L’agent de sécurité appuya sur un bouton, puis la barrière s’éleva aussitôt pour laisser entrer Romarin dans le stationnement de la place boursière. Le lutin choisit l’emplacement disponible le plus près de la porte du bâtiment, puis y abandonna sa voiture. En entrant dans le bâtiment, il dut passer devant un détecteur de métal avant d’être dirigé vers une salle de conférence, où l’attendait un petit groupe de personnes.

Une fois entré dans la salle, il reconnut aussitôt la princesse Simone, accompagnée de Doucenuit, des autres membres de la direction de la Société du Pôle Nord, ainsi que leurs homologues du Boreal Stock Exchange. La princesse étant la seule humaine parmi un groupe de lutins, elle dépassait tout le monde d’au moins deux têtes. Toutes les personnes présentes dans la pièce portaient un tailleur ou un costume trois-pièces, hormis Romarin, qui portait un chandail de laine représentant un arbre de Noël.

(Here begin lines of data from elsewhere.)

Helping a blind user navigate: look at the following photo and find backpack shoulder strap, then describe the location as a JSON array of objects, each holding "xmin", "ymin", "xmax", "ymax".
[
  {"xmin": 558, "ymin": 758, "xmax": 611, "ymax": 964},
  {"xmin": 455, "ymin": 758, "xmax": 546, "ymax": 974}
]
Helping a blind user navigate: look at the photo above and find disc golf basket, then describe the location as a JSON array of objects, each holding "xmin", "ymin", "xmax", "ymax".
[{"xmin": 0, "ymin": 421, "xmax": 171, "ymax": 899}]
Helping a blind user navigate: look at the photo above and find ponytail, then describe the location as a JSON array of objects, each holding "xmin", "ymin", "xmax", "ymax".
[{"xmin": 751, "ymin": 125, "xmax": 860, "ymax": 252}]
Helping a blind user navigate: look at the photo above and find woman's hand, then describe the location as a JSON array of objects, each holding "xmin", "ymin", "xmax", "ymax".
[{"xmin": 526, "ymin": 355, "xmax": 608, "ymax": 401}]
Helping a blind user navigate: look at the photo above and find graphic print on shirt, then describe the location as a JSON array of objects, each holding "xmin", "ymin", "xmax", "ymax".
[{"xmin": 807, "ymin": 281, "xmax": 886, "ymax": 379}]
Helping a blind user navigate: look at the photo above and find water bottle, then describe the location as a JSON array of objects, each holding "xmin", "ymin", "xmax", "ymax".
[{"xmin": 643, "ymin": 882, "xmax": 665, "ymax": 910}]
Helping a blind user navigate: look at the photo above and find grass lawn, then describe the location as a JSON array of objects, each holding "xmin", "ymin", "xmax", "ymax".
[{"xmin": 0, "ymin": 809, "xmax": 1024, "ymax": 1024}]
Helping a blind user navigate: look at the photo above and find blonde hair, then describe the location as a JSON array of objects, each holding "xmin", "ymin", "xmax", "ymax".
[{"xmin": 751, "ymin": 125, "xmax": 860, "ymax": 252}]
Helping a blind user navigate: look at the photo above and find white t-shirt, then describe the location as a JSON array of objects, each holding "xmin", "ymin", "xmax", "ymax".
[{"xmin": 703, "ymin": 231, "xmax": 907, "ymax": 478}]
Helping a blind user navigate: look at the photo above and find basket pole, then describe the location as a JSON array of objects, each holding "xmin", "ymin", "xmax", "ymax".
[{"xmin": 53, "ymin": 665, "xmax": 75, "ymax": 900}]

— Ah, vous voilà, Romarin! le salua la princesse. Prenez place, nous vous attendions.

Romarin s’exécuta.

— Mes salutations, votre altesse. J’ai été horrifié lorsque j’ai appris la nouvelle. J’aimerais vous adresser mes plus sincères…

— Pas de temps pour ça, le coupa sèchement la princesse. La mort de mon mari est une grande perte, mais nous célébrerons ses funérailles en temps et lieu. Pour l’instant, nous avons une urgence à régler. Petitsoulier, procédez, je vous prie.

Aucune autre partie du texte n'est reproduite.